≪ 雪 道 走 破 ≫

<深い「わだち」の上にさらに降雪した雪道>
連日、除雪作業に追われた。
除雪車など来ない山中である。
スコップ一本で延延と除雪する。
さすがに気持ちが沈んでくる。
雪の上に座り込んで嘆息する。
雪に埋もれた道がまだまだ続く。
果てしない作業に思えてくる。
とにかく少しずつでも前に進まなくては。
少しずつでも前に進めば、必ず開通するのである。
それは分かっているのだが、気持ちは沈む。
毎冬毎冬やってきたじゃないかと、自分を叱咤する。
山小屋から森の犬舎まで行く途中で、立往生した。
タイヤの大きな四駆車だが、それでも限界だった。
そこから歩いて犬たちの世話に向かう。
何時間か犬たちの世話をして、また除雪作業に戻る。
無理して突っ込んで車の腹に雪をギッシリと抱えてしまえば、
そこから脱出するのにまた時間を食う。
だから地道に除雪していくしかないのである。
もちろん、その時の雪質によっても脱出難易度は違ってくるが。
今回は少しずつ前進しながら、その日の作業を打ち切った。
そして数百mを「バック」で戻るのである。
Uターンできる場所など、どこにも無いのである。
道幅はギリギリである。
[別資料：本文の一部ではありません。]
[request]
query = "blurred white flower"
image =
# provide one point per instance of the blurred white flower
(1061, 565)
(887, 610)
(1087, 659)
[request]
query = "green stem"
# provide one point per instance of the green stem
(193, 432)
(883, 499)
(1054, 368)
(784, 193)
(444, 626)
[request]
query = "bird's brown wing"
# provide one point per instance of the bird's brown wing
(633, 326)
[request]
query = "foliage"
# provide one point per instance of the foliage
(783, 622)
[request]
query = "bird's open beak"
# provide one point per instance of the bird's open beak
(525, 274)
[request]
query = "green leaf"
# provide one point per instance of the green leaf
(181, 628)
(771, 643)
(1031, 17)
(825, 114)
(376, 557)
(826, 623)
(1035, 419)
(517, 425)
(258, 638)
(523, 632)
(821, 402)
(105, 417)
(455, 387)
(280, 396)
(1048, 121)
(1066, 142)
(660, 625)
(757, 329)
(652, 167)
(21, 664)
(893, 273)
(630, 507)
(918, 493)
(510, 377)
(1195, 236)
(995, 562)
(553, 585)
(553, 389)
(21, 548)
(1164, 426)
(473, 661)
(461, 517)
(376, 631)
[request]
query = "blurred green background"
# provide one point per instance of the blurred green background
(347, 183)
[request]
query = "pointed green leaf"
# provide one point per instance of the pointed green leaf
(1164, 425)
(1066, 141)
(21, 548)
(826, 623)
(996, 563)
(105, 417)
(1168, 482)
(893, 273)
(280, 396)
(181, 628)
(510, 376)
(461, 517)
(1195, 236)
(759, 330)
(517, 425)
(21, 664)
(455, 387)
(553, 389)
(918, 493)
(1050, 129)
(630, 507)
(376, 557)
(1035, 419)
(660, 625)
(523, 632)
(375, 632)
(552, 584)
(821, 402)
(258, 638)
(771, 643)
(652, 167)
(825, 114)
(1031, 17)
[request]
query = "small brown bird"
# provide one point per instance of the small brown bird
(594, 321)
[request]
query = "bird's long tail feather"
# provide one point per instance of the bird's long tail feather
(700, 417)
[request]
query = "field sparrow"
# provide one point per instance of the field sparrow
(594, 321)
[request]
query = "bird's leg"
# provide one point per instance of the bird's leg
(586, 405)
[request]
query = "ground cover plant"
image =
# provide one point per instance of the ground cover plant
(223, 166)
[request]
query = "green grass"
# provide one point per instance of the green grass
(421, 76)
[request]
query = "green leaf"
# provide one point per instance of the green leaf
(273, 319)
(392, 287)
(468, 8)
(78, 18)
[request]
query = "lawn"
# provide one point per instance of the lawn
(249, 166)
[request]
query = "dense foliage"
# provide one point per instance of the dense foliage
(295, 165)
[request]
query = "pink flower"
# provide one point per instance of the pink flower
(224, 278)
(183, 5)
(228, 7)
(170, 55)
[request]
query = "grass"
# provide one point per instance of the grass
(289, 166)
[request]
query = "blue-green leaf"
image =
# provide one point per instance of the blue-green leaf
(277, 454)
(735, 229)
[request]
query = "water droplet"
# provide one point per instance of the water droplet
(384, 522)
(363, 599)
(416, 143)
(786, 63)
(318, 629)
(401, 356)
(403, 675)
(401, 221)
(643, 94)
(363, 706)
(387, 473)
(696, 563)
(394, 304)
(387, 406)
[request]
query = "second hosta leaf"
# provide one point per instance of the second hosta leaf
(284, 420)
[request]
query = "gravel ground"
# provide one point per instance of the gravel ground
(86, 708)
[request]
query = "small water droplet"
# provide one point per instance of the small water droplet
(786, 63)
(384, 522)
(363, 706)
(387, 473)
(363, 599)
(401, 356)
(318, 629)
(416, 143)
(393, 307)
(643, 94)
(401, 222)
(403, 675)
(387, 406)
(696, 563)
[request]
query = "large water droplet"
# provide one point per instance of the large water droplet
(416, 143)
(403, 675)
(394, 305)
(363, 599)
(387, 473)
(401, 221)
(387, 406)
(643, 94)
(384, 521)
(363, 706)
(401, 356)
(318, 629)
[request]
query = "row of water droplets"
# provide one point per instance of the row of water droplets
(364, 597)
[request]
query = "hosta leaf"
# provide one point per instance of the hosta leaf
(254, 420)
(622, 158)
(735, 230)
両側は雪の壁だ。
だからタイヤ一本分でもラインを誤れば、即座に走行不能となる。
しかも途中で2箇所の直角コーナーがある。
コーナー途中で止まれば、そこで動けなくなる。
だからある程度速度を緩めずに走破しなければならない。
そもそもバックで戻ること自体が無理に近い。
だがそれしか手段が無い。
とにかくコンマ何秒の操作の遅れが命取りになる。
全集中力を発揮してバックする。
そうしてどうにか、困難道を脱出した。
いつか中古の「ホイールローダー」でも購入せねばと思っている。
それがあれば、こんな作業ともおさらばである。
だがいつになっても購入できない。
夢のような話である。
この雪道格闘も修行なのかと思うしかない。
ここは冬季は陸の孤島となる。
誰も入って来れない。
<無雪期でも普通車は入って来れないが>
だがその代わりに、犬たちは安心して暮らせる。
何事も、「代償」は避けられないのだ。
犬たちと安心して暮らせる代償を、冬に払うのだ。